L'effet « tête sur l'oreiller » est dû à une couche d'oxyde sur la bille BGA qui empêche la fusion des grains de pâte. Généralement, la torsion et la déformation de la BGA et/ou du circuit imprimé entraînent la séparation du dépôt de pâte de la bille BGA. En raison du manque d'activation du flux, une couche d'oxyde se forme sur la bille, l'empêchant ainsi de fusionner avec le dépôt de pâte, même après réimmersion dans la pâte refondue. Le flux étant consommé à ce stade, la couche d'oxyde ne peut plus être réduite et aucune liaison ne se forme. La bille semble donc reposer sur un oreiller (effet HiP) ou sur un coussin (effet « tête sur l'oreiller »). Si l'oxydation est évitée lors de la séparation grâce à une atmosphère inerte (azote ou phase vapeur), le dépôt de pâte et la bille peuvent fusionner. Cependant, une faible activation résiduelle de l'agent de fluxage est nécessaire. Dans ce cas également, une atmosphère inerte protège l'agent de fluxage, car il y a moins d'oxydes à réduire.

Problèmes de mouillage :
De bonnes conditions de mouillage sous azote permettent généralement une meilleure répartition de la soudure et préviennent les défauts de soudure dus à un mouillage insuffisant des surfaces (IPC 610). Bien que ce soit un fait connu, les résultats de soudure escomptés ne sont pas toujours atteints.
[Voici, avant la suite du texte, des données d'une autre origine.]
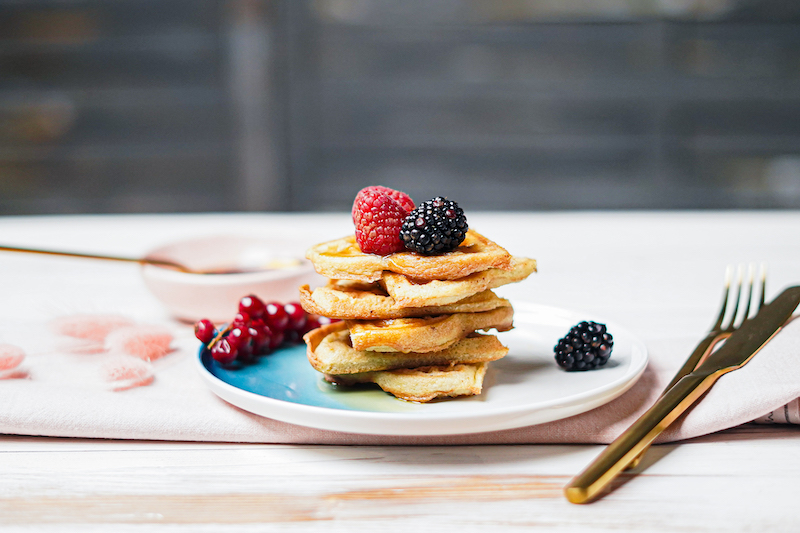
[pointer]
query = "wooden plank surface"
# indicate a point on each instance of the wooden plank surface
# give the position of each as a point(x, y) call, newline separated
point(738, 480)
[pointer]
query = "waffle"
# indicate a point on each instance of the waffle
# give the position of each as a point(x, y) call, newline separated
point(425, 334)
point(422, 384)
point(330, 352)
point(368, 301)
point(342, 259)
point(413, 293)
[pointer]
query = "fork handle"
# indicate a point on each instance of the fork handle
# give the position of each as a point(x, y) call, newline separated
point(615, 458)
point(703, 348)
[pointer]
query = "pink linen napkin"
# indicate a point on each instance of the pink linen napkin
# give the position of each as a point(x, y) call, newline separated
point(59, 391)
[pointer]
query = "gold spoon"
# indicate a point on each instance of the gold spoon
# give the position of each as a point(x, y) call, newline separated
point(142, 261)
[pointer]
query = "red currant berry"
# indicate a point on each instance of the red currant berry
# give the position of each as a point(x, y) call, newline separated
point(223, 352)
point(276, 339)
point(205, 331)
point(297, 316)
point(261, 337)
point(252, 305)
point(238, 337)
point(275, 316)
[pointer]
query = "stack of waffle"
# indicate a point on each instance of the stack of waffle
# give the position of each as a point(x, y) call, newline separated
point(410, 323)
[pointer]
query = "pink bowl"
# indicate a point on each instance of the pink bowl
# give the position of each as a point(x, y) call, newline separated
point(191, 297)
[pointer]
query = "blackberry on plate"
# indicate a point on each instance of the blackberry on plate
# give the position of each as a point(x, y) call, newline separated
point(434, 227)
point(587, 346)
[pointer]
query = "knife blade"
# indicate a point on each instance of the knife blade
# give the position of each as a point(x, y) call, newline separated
point(738, 349)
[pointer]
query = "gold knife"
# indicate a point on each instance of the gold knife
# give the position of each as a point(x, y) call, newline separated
point(738, 349)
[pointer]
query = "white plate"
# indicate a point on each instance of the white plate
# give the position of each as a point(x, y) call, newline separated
point(524, 388)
La soudure de composants est caractérisée, entre autres, par la forme du ménisque formé. Dans ce contexte, une quantité importante de soudure est un gage de qualité. Sous atmosphère d'azote, la hauteur de mouillage mesurée peut être inférieure à celle mesurée à l'air libre. Autrement dit, la zone non mouillée (l'espace) augmente. Ceci s'explique par une meilleure répartition de la soudure sous azote. La soudure devant lutter contre la gravité pour mouiller la broche du composant, la surface du circuit imprimé à mouiller est privilégiée ; de plus, la hauteur de la sphère est plus faible avec une meilleure répartition. Il y a donc moins de soudure disponible pour atteindre la broche du composant.


Déformations/Greffes :
Ces déformations sont dues à des différences de temps de mouillage entre les deux faces d'un composant bipolaire. Si un cordon de soudure fond avant l'autre, les forces de mouillage importantes et la tension superficielle de la brasure fondue redressent le composant. La fusion retardée du second cordon de soudure ne permet alors pas de mouiller la seconde connexion. Sous atmosphère d'azote, on observe généralement davantage de déformations après un brasage par refusion. Ceci s'explique, là encore, par un meilleur mouillage, la différence de temps de mouillage entre les deux connexions étant généralement plus importante. Cependant, même dans le cas des déformations, l'influence d'autres facteurs peut parfois être considérable.